One of our staff recently went through this: Someone armed and likely on drugs came poking around their home while they were sleeping. The cameras caught it, woke them up through an alert on their phone by the bed, and they were able to keep an eye on the bad guy while waiting for police. Without the camera, they might not have even known it happened, they might’ve poked their head out somewhere unsafe just to get a peak, and the police wouldn’t have evidence.

Modern tech has brought the prices and burden down so that these are a no-brainer for all but the most technologically-challenged folks.

Installation is easy. You’ll place these cameras just above arm’s reach for someone standing on the ground. At minimum, try to cover your main points of entry (eg. front and rear door.)

Battery powered dummy security camera from GE.

If you really don’t want cameras around — even cameras that don’t send any of the video to the cloud — then you can mount fake cameras just for the deterrent. Try to get a battery-powered model that mimics the same kind of lights on a real camera but doesn’t require any electrical lines or drilling.

More: Best home security cameras

Alarm systems

According to recent FBI data, homes without a security system are 300% more likely to be broken into. In a 1994 study of active burglars in St Louis, most burglars said they would avoid properties with security systems. “If I see an alarm out, like I say, they usually have them outside the house, I’ll leave them alone automatically,” one respondent said.

On the other hand, some research has shown that advertising an alarm can make homes even more attractive to burglars. “Alarms are seldom installed on residences containing little of value,” they say.

It’s still a great idea to have an alarm — the key is to think of it as one of many layers, not a single silver bullet.

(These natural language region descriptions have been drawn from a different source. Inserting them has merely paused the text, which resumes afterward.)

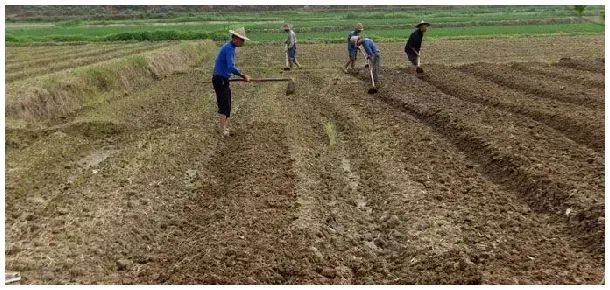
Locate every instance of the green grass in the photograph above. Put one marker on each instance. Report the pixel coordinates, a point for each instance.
(403, 34)
(264, 26)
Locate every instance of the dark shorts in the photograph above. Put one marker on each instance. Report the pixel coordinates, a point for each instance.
(292, 53)
(223, 95)
(353, 54)
(412, 58)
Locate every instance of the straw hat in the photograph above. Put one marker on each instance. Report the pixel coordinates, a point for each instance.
(422, 23)
(239, 32)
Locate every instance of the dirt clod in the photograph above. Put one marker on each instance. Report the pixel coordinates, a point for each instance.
(123, 264)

The rise of smart home tech means there are more options in terms of budget, customization, and whether you want a 24/7 professional monitoring service or to just keep tabs on things yourself.

More: Best home alarm systems

Dogs and pet doors

Dogs are proven to dissuade would-be intruders, and in many cases, confront a threat. You don’t always need a giant mastiff or an aggressive shepherd, either — any attentive dog that will be vocal with strangers can work, regardless of size.

It’s common to put a pet door within a normal human door. But even when the pet door is small enough to block most humans, intruders have been known to use tools to widen the opening until they can get through.

You can create more secure framing around the opening to prevent this by installing pet doors in actual walls. It does take more work and creates anxiety around cutting into the side of your home — if you’re uncomfortable doing this, a local handyman should have no problem and it might cost $100-200.

It’s a good idea to cover any pet doors with a motion-activated light and/or security camera.

Think about ways you can secure that access when you’re away from home. Some people have a snap-on cover that goes over the pet door from the inside combined with a DIY piece of wood across that cover to create a physical barrier, for example.

Walls, fences, gates, and other perimeter barriers

You don’t have to make your home look like a scary fortress. Even a simple wire fence around a large property and some strongly-worded signage can make a difference.

That said, a common half-height fence or gate isn’t going to do much to prevent an intruder. For these barriers to really matter, they have to be difficult for a person to get over quietly and without being seen or getting hurt.

Unfortunately, meaningful perimeter barriers aren’t very common in the US and in some cases are prohibited by local ordinances or HOA rules.

Doing it right will take more investment than most of the other layers in this guide. You can use a local contractor or do it yourself with a few days of effort.

You can simply build robust barriers (eg. a solid wood or brick fence) and leave it at that. Or you can take it a step further and add active countermeasures that make it difficult and dangerous for someone trying to get over. Common examples include barbed wire, electrical wire, and broken glass stuck in mortar on top of a wall. The broken-glass method in particular can be done in ways that blend in relatively well.